Chair of Session 7
Professor Bruce Doak, Max-Planck-Institut fur Medizinische Forschung, Germany and Arizona State University, USA
Liquid jet injectors for X-ray lasers
Dr Uwe Weierstall, Arizona State University, USA
The emerging method of serial femtosecond crystallography (SFX), which uses ultrashort X-ray pulses from an X-ray free electron laser to outrun radiation damage, has been shown recently to achieve atomic resolution from protein microcrystals. An essential requirement for SFX is a sample delivery method, which can keep up with the repetition rate of the XFEL and provides fresh sample for every X-ray pulse. A liquid jet injector has been developed at ASU for this purpose and allows data collection from hydrated biomolecules and microcrystals at room temperature. In order to use protein microcrystals grown in Lipidic cubic phase (LCP) for SFX experiments, a new approach was needed to generate a stream of the gel-like LCP with tens of micrometer diameter. Therefore a new LCP injector has been developed, which allows the collection of data from a contiguous stream of nanocrystals embedded in LCP. An overview of the current injection devices and recent results will be presented.
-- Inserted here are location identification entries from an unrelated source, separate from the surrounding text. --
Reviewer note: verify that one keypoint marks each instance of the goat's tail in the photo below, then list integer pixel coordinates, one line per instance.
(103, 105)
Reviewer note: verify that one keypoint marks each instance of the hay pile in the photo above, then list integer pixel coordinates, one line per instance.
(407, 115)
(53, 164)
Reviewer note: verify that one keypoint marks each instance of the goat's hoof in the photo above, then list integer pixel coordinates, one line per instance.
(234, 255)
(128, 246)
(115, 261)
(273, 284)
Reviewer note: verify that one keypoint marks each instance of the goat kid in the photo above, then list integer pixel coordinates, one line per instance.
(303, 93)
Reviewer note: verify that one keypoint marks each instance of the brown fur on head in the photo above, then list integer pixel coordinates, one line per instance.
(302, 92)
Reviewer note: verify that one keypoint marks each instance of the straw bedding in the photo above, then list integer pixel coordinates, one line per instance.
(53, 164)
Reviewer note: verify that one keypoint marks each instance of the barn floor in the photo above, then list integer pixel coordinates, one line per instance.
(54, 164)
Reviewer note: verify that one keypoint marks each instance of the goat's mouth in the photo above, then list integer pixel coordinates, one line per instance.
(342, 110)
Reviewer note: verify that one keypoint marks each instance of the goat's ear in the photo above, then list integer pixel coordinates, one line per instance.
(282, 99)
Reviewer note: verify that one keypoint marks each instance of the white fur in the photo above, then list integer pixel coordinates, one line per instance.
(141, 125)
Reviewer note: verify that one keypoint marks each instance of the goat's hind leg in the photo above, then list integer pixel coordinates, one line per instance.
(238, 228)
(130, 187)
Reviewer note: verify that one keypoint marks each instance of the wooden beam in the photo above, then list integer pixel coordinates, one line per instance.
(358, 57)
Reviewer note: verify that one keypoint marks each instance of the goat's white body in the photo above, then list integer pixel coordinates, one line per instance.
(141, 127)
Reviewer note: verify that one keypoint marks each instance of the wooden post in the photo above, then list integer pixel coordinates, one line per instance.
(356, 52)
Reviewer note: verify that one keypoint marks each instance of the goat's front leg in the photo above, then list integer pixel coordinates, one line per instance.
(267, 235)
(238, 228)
Daniel James, Dingjie Wang, John C H Spence, R B Doak, Petra Fromme, Arizona State University, USA
Martin Caffrey, Trinity College Dublin, Republic of Ireland
Vadim Cherezov, The Scripps Research Institute, USA
SFX vs PX: comparing crystallographic data from FELs and synchrotrons
Dr Thomas Barends, Max-Planck-Institut fur Medizinische Forschung, Germany
Free-electron lasers (FELs) are pushing back the limits of possibility in protein crystallography. The high-intensity, femtosecond duration pulses afforded by FELs allow data collection from micrometer-sized crystals while outrunning radiation damage. Moreover, FELs may be used for pump-probe experiments with unprecedented time resolution.
However, the intricacies of FEL data collection pose specific challenges: as every FEL pulse destroys the sample, data are mostly collected from a stream of microcrystals and averaged to remove the variations in crystal size and quality as well as shot-to-shot variations in beam parameters. This technique, dubbed serial femtosecond crystallography (SFX) requires specific data processing methods.
Alternatively, data may be collected from a single crystal using an attenuated beam. This, too, requires special processing methods because of the limited sampling of reciprocal space possible in the short duration of the FEL pulse.
We will compare FEL data collected using both methods with comparable data collected using classical methods at synchrotrons, to explore the determinants of data quality in terms of beam and crystal properties.